A bipartisan piece of legislation to be introduced in the US Senate would force defense contractors to stop buying rare earth metals from china by 2026 and use the Pentagon to build a permanent supply of strategic minerals.
The bill, sponsored by Senators Tom Cotton, an Arkansas Republican, and Mark Kelly, an Arizona Democrat, is expected to be introduced Friday, the Reuters news agency reported. It’s the latest in a string of US legislation trying to thwart China’s Nearly Total Control above the sector.
It essentially uses the The Pentagon’s Purchase of Billions of Dollars fighter jets, missiles and other weapons as leverage to force contractors to stop relying on China and, by extension, support the resurgence of rare earth production in the US.
Rare Earths are a group of 17 metals which, after processing, are used to make magnets found in electric vehicles, weapons and electronics. While the United States created the industry in World War II and American military scientists developed the most widely used type of rare-earth magnet, China has grown slowly over the past 30 years to dominate almost the entire industry.
The United States only has a rare earth mine and has no capacity to process rare earth metals. The US depends on China for about 80 percent of its rare earth imports.
In December, China consolidated some of its main producers to create a behemoth that will strengthen its control over the global industry it has dominated for decades.
The new entity, China Rare-Earths Group, will accelerate the development of mines in the south of the country, state media report.

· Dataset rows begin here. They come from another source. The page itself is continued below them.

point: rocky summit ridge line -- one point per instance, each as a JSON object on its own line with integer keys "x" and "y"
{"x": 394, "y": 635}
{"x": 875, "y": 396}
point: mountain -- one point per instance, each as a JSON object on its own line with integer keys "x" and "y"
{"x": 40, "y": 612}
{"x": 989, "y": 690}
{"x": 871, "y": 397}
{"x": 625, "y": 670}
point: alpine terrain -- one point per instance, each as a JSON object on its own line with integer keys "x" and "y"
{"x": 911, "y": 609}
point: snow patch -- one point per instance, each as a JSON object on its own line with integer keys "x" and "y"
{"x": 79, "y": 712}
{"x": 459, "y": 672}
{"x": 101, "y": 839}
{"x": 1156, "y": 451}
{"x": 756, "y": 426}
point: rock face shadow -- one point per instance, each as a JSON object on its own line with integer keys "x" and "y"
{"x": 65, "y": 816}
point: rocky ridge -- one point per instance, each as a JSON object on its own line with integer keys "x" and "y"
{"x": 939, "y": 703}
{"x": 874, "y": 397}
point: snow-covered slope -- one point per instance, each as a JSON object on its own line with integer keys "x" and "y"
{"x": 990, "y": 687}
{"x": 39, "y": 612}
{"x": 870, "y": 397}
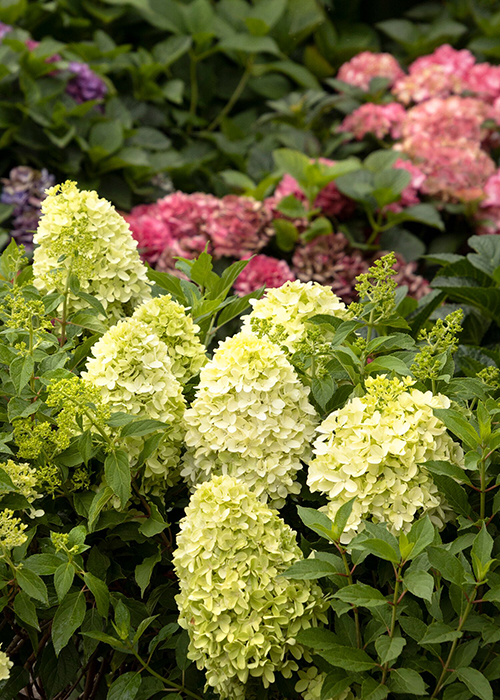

“Ending US dependence on China for the mining and processing of rare earths is critical to building the US defense and technology sectors,” Cotton told Reuters.
The senator, who sits on the Senate’s armed forces and intelligence committees, described: China’s evolution in the global rare earths leader as “just a policy choice made by the United States,” adding that he hoped a new policy would ease Beijing’s hold.
In the past, the US has worked with other countries at the World Trade Organization to try to coerce China to export more rare earths amid a global shortage.
Known as the Restoring Essential Energy and Security Holdings Onshore for Rare Earths Act of 2022, the bill would codify and make permanent the Pentagon’s ongoing stockpiles of the materials. China temporarily blocked rare earth export to Japan in 2010 and has made vague threats that it could do the same to the United States.
But to build up that reserve, Pentagon buys stock in part from China, a paradox that Senate staffers hope will subside over time.
The rare earths production process can be very polluting, part of the reason it became unpopular in the United States. Ongoing research is trying to make the process cleaner.
Cotton said he has spoken to several US executive agencies about the bill, but declined to say whether he had spoken to him President Joe Biden or the White House.
“This is one area Congress will lead on as many members have been concerned about this issue regardless of party,” he said.
The bill, which sponsors expect to be included in Pentagon funding legislation later this year, does not provide direct support for the nascent U.S. rare earth sector.
Instead, the Pentagon is requiring contractors to stop using Chinese rare earths within four years, allowing exemptions only in rare situations. Defense contractors should immediately say where they get the minerals from.
Those requirements “should be more domestic [rare-earths] development in our country,” said Cotton.
Tensions between the US and China
Over the past two years, the Pentagon has given grants to companies seeking to resume U.S. rare-earth processing and magnet production, including MP Materials Corp. Lynas Rare Earth Ltd from Australia, TDA Magnetics Inc and Urban Mining Co.
Kelly, a former astronaut and member of the Senate Armed Forces and Energy Committees, said the bill should “strengthen America’s position as a world leader in technology by reducing our country’s reliance on opponents like China for rare earth elements.”
The bill only applies to weapons, not to other equipment that the US military purchases.
In addition, the US Trade Representative should investigate whether China is disrupting the rare earth market and recommend whether: trade sanctions are needed.
When asked whether such a move could be viewed as hostile by Beijing, Cotton said, “I don’t think the answer to Chinese aggression or Chinese threats is to keep subjecting ourselves to Chinese threats.”